大量生産、販売を始めたベデリア。
二人の若者のこの奇妙な自動車はシンプルな作りが話題となり、二人は資金を得て、ブルボー・エ・デヴォー社を設立。自分たちの自動車にベデリアという名を付け、1910年から大量生産、販売を始める。
以降ベデリアは、モデルチェンジを行いながら1920年まで二人の会社で製造される。その後、製造は他のメーカーに引き継がれたが、結局1925年まで製造されたようである。
このベデリア、翼のない飛行機と言えば聞こえは良いが、運転はなかなか難しかったようだ。前に人を乗せ、車体の後ろで運転するのだから確かに普通の車のようには運転できなかっただろう。しかも、初期のベデリアはギアチェンジの方法が珍しく、運転手が前に乗る同乗者の助けを借りてチェンジを行うようになっていたそうである。
二人で行う運転とはどんな様子だったのだろうか興味が湧く。「せーの」とか言いながらギアチェンジをしていたのだろうか。さらに、同乗者のいない場合はどうしていたのだろうか。さすがにこの点は改良され、後に運転手一人でチェンジができるようになったようだ。

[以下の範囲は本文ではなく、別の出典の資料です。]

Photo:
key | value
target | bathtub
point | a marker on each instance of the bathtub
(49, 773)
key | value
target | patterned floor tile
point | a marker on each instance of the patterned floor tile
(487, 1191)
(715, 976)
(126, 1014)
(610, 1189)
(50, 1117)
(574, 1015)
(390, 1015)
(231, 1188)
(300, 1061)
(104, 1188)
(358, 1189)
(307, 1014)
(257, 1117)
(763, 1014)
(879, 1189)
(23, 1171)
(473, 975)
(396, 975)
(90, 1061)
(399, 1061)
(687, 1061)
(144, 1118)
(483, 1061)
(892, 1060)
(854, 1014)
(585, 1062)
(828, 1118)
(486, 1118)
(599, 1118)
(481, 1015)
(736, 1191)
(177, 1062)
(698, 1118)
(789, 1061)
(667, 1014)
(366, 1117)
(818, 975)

1912年に雑誌に掲載されたベデリアの広告。最初に値段を訴求し、続いてベデリアがいくつかのレースで好成績をあげたことを伝えている。
【See page for author, Public domain, via Wikimedia Commons】

1919年の雑誌に掲載されたベデリアの写真である。2人が乗車するとこんな感じである。後ろの運転席は少し高くなっている。
【Automobilia : l’automobile aux armées, GPL, via Wikimedia Commons】
サイクルカーと呼ばれ、人気を呼ぶ。
しかし、ベデリアの登場以降、こうしたシンプルな形の車がブームとなり、1920年代の終わりごろまでヨーロッパやアメリカの様々なメーカーから同様の車が売り出された。オートバイのような簡便な自動車ということで「サイクルカー」とも呼ばれ人気を集めたのである。
各地でサイクルカーのレースも企画され、1920年にはフランスのル・マンでもサイクルカーグランプリが行われた。つまりサイクルカーは、単なる珍奇な車ではなく、当時の自動車社会の一端を担う車ともなったわけである。ベデリアは、こんなサイクルカーの元祖なのだ。
サイクルカーのベデリアがフランスでこの時期に人気を得たのには理由がある。それは、やはり安さである。普通の自動車と比べ価格が手頃であった。しかも、毎年徴収される自動車税の安さも魅力だったのである。当時のフランスでは軽量小型エンジン乗用車の税金は普通の自動車より割安であった。今の日本の軽自動車と同じである。

1913年にフランスのアミアンで開催されたサイクルカーグランプリの様子。前を走るのはイギリスの3輪自動車モーガンのようである。当時はこんなレースが各地で行われていた。